Cette fois, je sens que les familiers du disparu commencent à me croire.
— Intéressant, fait Valéry.
— De là, je conclus que si personne ne l'a vu ressortir, c'est qu'il n'est pas ressorti !
— Je n'avais pas pensé à cette éventualité, reconnaît le lieutenant, tant elle paraît improbable. Cette librairie est tenue par une vieille dame que rien ne désigne pour participer à un kidnapping.
— Le propre des flics professionnels, mon cher ami, c'est qu'ils se méfient des apparences.
— En admettant que la libraire eût été complice, qui donc aurait enlevé le patron ? insiste la secrétaire, ses minces sourcils froncés.
— A nous tous de le découvrir, mademoiselle Staube. J'ai comme l'impression qu'il y a eu des dissensions dans votre groupement, non ?
Elle s'insurge.
— Absolument pas ! Nous sommes tous unis très étroitement, et jamais on ne discutait les décisions du patron.
— Vous ne trouvez pas surprenant le comportement de cet homme qui surveillait nos service et m'a demandé de retrouver Vosgien ? Vous ne savez rien de lui, non plus que de ce correspondant qu'il me conseillait de contacter…

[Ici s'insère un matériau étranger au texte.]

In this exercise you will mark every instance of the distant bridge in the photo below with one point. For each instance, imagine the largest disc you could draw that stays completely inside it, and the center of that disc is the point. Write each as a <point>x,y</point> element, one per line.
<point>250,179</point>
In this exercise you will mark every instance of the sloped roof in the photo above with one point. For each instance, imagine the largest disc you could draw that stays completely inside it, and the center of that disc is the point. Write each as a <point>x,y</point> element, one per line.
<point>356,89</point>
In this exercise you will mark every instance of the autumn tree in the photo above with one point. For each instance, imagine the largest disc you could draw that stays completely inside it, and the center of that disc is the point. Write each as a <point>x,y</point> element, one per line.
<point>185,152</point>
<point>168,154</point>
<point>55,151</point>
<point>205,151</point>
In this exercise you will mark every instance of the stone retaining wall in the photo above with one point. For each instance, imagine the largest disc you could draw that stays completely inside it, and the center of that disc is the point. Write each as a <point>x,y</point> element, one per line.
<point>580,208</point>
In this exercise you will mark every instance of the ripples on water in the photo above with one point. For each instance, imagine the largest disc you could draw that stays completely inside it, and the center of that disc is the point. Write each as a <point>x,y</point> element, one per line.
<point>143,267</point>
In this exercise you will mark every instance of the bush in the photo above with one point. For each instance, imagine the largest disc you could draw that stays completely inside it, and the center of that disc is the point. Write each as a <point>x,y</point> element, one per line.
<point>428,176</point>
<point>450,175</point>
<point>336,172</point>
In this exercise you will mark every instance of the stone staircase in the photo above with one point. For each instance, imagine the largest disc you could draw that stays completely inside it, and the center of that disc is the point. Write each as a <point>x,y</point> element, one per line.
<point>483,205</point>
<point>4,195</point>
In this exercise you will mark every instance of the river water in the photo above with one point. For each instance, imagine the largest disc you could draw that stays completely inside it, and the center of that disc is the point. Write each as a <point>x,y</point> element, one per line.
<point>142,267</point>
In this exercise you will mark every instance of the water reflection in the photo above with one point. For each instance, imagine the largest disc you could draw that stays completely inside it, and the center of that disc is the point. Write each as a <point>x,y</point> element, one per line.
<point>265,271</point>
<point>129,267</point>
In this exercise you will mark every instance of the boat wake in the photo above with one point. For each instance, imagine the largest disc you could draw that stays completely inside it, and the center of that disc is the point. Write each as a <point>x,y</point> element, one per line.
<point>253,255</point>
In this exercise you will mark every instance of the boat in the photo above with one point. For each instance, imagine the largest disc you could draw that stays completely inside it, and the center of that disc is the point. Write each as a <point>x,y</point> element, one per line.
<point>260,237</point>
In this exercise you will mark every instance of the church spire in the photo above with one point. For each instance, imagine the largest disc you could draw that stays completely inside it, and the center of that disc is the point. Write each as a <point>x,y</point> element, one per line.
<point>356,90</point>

— En effet, c'est' troublant, dit Pépette, très soucieuse, du moins en appas rànces.
— Vous sentez bien que quelque chose ne tourne pas rond dans votre petite affaire, mes amis. Les révolutions sont plus violentes en France qu’au Brésil, mais moins faciles à réaliser.
Valéry lève un doigt, comme l'écolier qui prétexte de sa vessie pour aller écouter les petits oiseaux pendant le cours de maths.
— Oui ? lui dis-je.
— Tout à l'heure, fait le lieutenant, vous nous avez parlé des types du S.R. français en déclarant qu'ils étaient sur le qui-vive. J'aimerais savoir pourquoi ces hommes étaient sur le qui-vive.
Je le regarde droit dans les yeux.
— Parce que, depuis quelques jours Martial Vosgien avait modifié son aspect, mon cher Valéry, et qu'on s'attendait justement qu'il disparaisse !
Un petit silence, pas du tout frivole, nous désunit un instant. Pour la troisième fois, Valéry essuie ses verres qui, de convexes ne vont surement pas tarder à devenir concaves.
Et c'est pendant ce silence qu'il me vient une idée. Je m'interpelle à brûle-pourpoint et me lance au visage la supposition suivante : « Et si tout cela n'était qu'un gros coup de bluff, San-Antonio ? Si Vosgien avait disparu volontairement, selon un plan longuement mûri ? L'astuce sublime pour couvrir sa fugue : que ses partisans fassent croire qu'on l'a enlevé. Hein ? Voilà qui serait drôlement futé, mon pote ! Le type de Paris, le cher Machinchouette, ne t'a pas contacté pour que tu retrouves Vosgien, mais pour que tu fasses admettre en haut lieu qu'il a réellement disparu. Disparu pour tout le monde, y compris pour son réseau clandestin. Du coup, tout s'éclaire tout devient limpide. Leur suprême habileté, c'est d'accuser le gouvernement français de l'avoir fait enlever, alors qu'il s'est escamoté tout seul ! En ce moment, tandis qu'on s'affaire ici, lui, il est en Europe, bien en place pour risquer le gros paquet ! Plus je gamberge, plus ça me semble évident.